Pero no parecía muy dispuesta a creerme. De pronto, debió de pensar que todo aquello era una trampa y salió disparada por un lado del jardín.

—¡Mierda! ¡Espera!

Salí corriendo yo también. Doblé la esquina de la casa. Se había detenido frente a un montón de escombros. Sacos, trozos de madera. La vi coger uno de los maderos. Se dio la vuelta golpeando con él el aire. Si me llega a dar, me descoyunta.

—¡Ah! —dijo al tiempo que lo soltaba.

Se había debido de clavar algo. Una astilla o un clavo. El madero cayó al suelo. Yo me acerqué.

—Solo quiero hablar, lo juro —dije—, no te voy a hacer nada. No soy un violador.

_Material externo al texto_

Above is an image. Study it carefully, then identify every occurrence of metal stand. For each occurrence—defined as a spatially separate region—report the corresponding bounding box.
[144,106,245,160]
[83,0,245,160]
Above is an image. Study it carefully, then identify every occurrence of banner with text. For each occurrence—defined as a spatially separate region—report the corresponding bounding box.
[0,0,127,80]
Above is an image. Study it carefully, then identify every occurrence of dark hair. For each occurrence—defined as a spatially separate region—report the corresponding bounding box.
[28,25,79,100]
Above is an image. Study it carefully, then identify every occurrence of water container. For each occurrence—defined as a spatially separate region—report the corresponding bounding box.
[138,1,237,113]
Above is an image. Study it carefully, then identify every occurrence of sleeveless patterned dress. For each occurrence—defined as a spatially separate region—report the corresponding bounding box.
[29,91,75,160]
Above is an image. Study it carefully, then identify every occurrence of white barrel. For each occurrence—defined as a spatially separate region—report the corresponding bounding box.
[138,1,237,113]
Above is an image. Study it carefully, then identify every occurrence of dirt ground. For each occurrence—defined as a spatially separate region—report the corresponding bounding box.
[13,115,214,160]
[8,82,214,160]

Entonces ella levantó la otra mano y me apuntó con algo. Un espray. Me roció la cara con aquello, pero claro, tenía una mascarilla y unas gafas puestas. No pasó nada aunque noté que la pimienta me irritaba la piel allí donde la tocaba. Ella se debió de dar cuenta y lanzó la mano que tenía libre con la idea de quitarme las gafas, yo la detuve. Le cogí la mano. Ella me arreó una patada que no llegó a darme en la entrepierna, pero me hizo daño.

—¡Joder!

La empujé contra los sacos de escombro y logré que se cayera allí.

—Me vas a tener que matar —dijo sin dejar de apuntarme con su espray—, porque no me voy a dejar.

Yo di un paso atrás. Tomé aire.

—Te digo que no soy un puto violador. Solo quiero hablar de Félix.

Mencionar ese nombre surtió algún efecto en ella. Se quedó quieta, jadeando sin decir una palabra, y yo hice lo mismo. No me moví de donde estaba. Pasó un largo minuto y los dos pudimos relajarnos un poco.